AI generates realistic sounds on the video

Published on June 13, 2016

AI generates realistic sounds on the video



    Employees of the Laboratory of Informatics and Artificial Intelligence (CSAIL) at the Massachusetts Institute of Technology and the Google Research division have designed a neural network that has learned to voice an arbitrary video series , generating realistic sounds and predicting the properties of objects. The program analyzes video, recognizes objects, their movement and the type of contact - impact, sliding, friction, and so on. Based on this information, it generates a sound that a person in 40% of cases considers more realistic than the real one.

    Scientists assume that this development will find wide application in cinema and on television to generate sound effects in a video sequence without sound. In addition, it can be useful for learning robots to better understand the properties of the surrounding world.



    The surrounding sounds say a lot about the properties of the surrounding objects, so in the process of self-study, future robots can act like children - touch objects, try them by touch, poke them with a stick, try to move, lift. In this case, the robot receives feedback, recognizing the properties of the object - its weight, elasticity, and so on.

    The sound made by the object in contact also carries important information about the properties of the object. “When you run your finger over a glass of wine, the sound that is produced corresponds to the amount of liquid poured into the glass,” explains graduate student Andrew Owens , the lead author of a published scientific work that is not yet ready for a scientific journal, but only publishedin open access on the site arXiv.org. The presentation of the scientific work will take place at the annual conference on machine vision and image recognition (CVPR) in Las Vegas this month.

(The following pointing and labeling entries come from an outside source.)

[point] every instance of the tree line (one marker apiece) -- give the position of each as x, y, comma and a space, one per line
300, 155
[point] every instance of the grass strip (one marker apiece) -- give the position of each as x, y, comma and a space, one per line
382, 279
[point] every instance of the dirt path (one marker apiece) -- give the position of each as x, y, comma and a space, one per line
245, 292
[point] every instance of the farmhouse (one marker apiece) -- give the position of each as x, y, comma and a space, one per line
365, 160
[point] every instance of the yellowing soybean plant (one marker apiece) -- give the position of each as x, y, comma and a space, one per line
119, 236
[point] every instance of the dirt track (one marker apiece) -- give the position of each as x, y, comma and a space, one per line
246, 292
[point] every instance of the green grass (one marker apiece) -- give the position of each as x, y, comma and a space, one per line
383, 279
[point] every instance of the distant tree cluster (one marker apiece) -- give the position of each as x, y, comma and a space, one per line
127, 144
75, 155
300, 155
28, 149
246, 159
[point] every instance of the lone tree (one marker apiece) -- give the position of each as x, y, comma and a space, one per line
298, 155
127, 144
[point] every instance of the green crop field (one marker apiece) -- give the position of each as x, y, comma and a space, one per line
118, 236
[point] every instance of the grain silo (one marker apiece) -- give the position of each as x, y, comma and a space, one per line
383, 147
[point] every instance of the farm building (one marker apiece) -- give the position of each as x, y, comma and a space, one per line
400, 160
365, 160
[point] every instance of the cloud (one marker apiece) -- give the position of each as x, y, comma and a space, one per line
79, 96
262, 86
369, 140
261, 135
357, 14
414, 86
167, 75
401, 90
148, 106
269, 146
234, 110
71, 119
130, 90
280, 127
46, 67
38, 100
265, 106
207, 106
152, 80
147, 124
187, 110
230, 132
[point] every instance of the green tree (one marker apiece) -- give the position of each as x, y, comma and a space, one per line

    Scientists have picked up 977 videos in which people perform actions with surrounding objects consisting of various materials: they scratch, beat them with a stick, etc. In total, the videos contained 46,577 actions. CSAIL students manually marked all actions, specifying the type of material, the place of contact, the type of action (impact / scratching / other) and the type of reaction of the material or object (deformation, static shape, hard movement, etc.). Videos with sound were used to train the neural network, and manually placed tags - only for analyzing the learning outcome of the neural network, but not for teaching it.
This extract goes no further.